House debates

Thursday, 22 September 2011

Bills

Migration Legislation Amendment (Offshore Processing and Other Measures) Bill 2011; Second Reading

12:21 pm

Photo of Don RandallDon Randall (Canning, Liberal Party, Shadow Parliamentary Secretary for Local Government) Share this | Hansard source

It is pronounced Tuvalu and the capital is Funafuti for those who cannot say the name of it. The Labor Party seem to want to say it is our fault because we will not give them the discretion to go to Malaysia because, in their own words, it is a place that did not sign the convention. They still seem to have a problem with Nauru even though this was a facility that was run by Australians and managed by Australians. We knew that the treatment of the asylum seekers there was well and truly monitored by Australians. Dare I say this is just political bloody-mindedness—they have a solution and, because it was something that we did, they are not going to do it.

We have heard the Prime Minister and others say, 'It's too far away and it's too dear.' It was not too far away before. We saw a plane parked up at Christmas Island detention centre for days and days waiting for the decision on the Malaysian solution—so much about expense. They were talking about a billion dollars to reopen Nauru. Many of the huts are still there, much of the infrastructure is still there. In the six years of the Pacific solution, which included Manus Island, the total cost was $289 million.
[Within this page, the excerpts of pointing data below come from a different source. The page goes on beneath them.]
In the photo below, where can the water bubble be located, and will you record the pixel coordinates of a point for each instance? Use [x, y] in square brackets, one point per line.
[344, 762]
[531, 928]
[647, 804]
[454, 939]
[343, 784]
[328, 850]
Where do you get a figure of a billion to use Nauru now? It is a figure just plucked out of the air. I hope they do not blame the bureaucrats for that and say it is a figure given to them by the department, because I would like to see the justification for that. In fact I would like to see the figures on how they arrive at a billion. It is a very expensive option. It must come with jacuzzis and spas and everything else if it is going to cost a billion.

We need to maintain the offshore solution. I know the Left and the Greens want an onshore solution. I even heard Michael Raper from the Red Cross this morning, who used to be from ACOSS—this is part of his core business, this is how he gets employed—saying that he wants to see an onshore solution. He said, 'It's just a handful of people; there are many more people that come as overstayers.' Those who are overstayers have a very much reduced success rate of getting a visa. Those who come by boat—and that is why they pay a people smuggler up to $20,000—have closer to an 80 per cent success rate of getting a visa. So why wouldn't you try to come by boat when you have a successful outcome like that?

This is, again, a mess that the Labor Party have found themselves in. It is a mess of their own making. Paul Murray in an article on 21 September said:

This problem is all Ms Gillard's. And the next boat is another policy failure for her, no one else.

This is a self-made problem, a self-inflicted wound and we are not going to bail them out. We have given them a solution. Unless they take it, it is their problem.